Experience the vibrant flavors of our Shrimp Poke Bowl, a delightful dish that combines succulent shrimp with fresh vegetables and a tangy sriracha mayo. Perfect for a quick weeknight dinner or an impressive meal for gatherings, this bowl is not only visually appealing but also packed with protein and nutrients. In just 25 minutes, you can create a customizable culinary masterpiece that caters to your taste preferences. Whether you choose to serve it over rice or cauliflower rice, the sweet and spicy elements come together to create a satisfying meal that will leave you craving more.


Ingredients

Scale
  • 1 1/2 pounds large shrimp, peeled and deveined
  • 2 tablespoons soy sauce
  • 1 tablespoon avocado oil
  • 1 tablespoon sriracha
  • 1 tablespoon brown sugar
  • 1 teaspoon ginger, minced
  • 2 cloves garlic, minced
  • 2 cups cooked rice or cauliflower rice
  • Assorted toppings: shredded cabbage, diced cucumbers, edamame, pickled red onions, cilantro, sesame seeds

Instructions

  1. In a mixing bowl, combine soy sauce, avocado oil, sriracha, brown sugar, ginger, garlic, and red pepper flakes.
  2. Pat the shrimp dry and toss them in the marinade.
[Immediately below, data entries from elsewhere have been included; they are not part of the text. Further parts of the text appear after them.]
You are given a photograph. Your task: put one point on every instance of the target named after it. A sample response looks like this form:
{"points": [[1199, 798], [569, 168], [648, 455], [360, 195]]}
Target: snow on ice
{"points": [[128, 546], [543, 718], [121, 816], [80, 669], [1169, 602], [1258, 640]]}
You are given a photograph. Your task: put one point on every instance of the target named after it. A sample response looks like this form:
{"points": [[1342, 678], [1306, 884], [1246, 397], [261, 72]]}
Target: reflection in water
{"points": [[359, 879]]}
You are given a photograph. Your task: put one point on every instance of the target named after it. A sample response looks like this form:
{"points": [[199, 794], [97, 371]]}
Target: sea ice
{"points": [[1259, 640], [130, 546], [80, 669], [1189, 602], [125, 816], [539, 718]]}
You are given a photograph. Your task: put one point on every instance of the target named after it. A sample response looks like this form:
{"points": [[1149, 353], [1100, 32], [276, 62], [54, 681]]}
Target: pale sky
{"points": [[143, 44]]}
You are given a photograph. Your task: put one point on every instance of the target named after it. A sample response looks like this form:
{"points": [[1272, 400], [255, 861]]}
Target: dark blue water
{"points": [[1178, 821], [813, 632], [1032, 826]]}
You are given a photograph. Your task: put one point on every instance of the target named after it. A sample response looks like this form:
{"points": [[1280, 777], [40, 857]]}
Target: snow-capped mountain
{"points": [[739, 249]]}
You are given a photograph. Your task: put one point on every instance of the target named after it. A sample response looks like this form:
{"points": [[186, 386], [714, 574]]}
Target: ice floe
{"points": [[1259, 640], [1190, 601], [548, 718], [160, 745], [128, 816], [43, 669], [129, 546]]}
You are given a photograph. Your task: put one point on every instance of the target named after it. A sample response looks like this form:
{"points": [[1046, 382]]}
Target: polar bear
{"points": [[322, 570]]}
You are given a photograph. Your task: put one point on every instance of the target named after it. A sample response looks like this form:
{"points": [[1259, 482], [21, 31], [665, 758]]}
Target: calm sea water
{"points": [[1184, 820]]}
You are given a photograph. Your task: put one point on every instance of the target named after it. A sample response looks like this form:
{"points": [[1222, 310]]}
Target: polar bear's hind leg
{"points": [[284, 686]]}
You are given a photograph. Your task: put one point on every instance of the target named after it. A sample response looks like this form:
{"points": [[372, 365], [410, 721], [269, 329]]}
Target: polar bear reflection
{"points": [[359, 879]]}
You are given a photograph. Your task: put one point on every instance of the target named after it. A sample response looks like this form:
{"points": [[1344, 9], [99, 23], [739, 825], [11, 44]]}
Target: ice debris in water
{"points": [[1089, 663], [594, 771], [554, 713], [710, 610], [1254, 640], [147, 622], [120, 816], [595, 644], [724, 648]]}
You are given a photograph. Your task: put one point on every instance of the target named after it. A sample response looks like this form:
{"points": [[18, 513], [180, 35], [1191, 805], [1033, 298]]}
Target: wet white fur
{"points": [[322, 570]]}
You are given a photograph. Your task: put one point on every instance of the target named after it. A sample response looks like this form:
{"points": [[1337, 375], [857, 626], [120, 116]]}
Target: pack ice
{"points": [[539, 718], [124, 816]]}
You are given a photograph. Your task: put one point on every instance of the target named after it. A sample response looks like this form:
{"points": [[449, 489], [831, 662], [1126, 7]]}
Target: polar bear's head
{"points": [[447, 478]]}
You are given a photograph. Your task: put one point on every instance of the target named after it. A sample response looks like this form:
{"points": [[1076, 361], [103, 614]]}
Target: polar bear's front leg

Let sit while preparing other ingredients.
  3. For the sriracha mayo, mix mayonnaise and sriracha in another bowl and set aside.
  4. Heat a frying pan over medium heat and cook the marinated shrimp for about 1–2 minutes on each side until pink and cooked through.
  5. Assemble each bowl with a base of rice or cauliflower rice topped with cabbage, cucumbers, edamame, pickled onions, sautéed shrimp, sriracha mayo drizzle, cilantro, and sesame seeds.
  • Prep Time: 15 minutes
  • Cook Time: 10 minutes
  • Category: Dinner
  • Method: Frying
  • Cuisine: Asian

Nutrition

  • Serving Size: 1 bowl (approximately 350g)
  • Calories: 480
  • Sugar: 7g
  • Sodium: 720mg
  • Fat: 20g
  • Saturated Fat: 3g
  • Unsaturated Fat: 17g
  • Trans Fat: 0g
  • Carbohydrates: 48g
  • Fiber: 6g
  • Protein: 30g
  • Cholesterol: 180mg

Keywords: Feel free to substitute shrimp with chicken or tofu for different flavor profiles. Experiment with additional toppings like avocado or mango for added sweetness. For meal prep, store components separately to maintain freshness.